Some days I just give up. I watch mindless tv and eat chocolate cakes, because if I don’t, I am really uncertain whether I’ll still be alive to attempt to make this better. I need the chocolate cakes as a buffer, to be able to stare at these issues in the face uncompromisingly — to regenerate my capacity day after day, to believe I can do better, we can do better, things will get better.

That I may be broken, terrible and a hypocrite, but I still want to try to do better anyway. Perhaps that is how I can believe, that despite how dark the world feels sometimes, most of us are really trying to do better anyway.

Post-writing thoughts

I wanted to post this on my personal blog, because of how vulnerable this post makes me feel and it really streamed out of me unfiltered and unedited. It has been a while since I had felt this vulnerable about anything I have written about — that includes chronic depression, and wishing death upon myself. It is one thing to admit to the world that I am terribly broken, and another thing to admit that I am a hypocrite and doubt my own internal motivations all the time.

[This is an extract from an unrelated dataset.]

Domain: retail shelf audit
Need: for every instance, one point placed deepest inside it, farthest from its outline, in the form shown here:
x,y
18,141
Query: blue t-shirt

But this is my way of trying to make things better, or rather, make myself better, albeit in a convoluted way. It is important to me that I consistent challenge my own boundaries in order to challenge the world’s, to consistently re-examine what it means to be radically honest and to prove my own belief that being truly authentic is one of the most efficient ways to be the change that we want in this world. In order for change, we must first acknowledge what is broken, and that includes ourselves.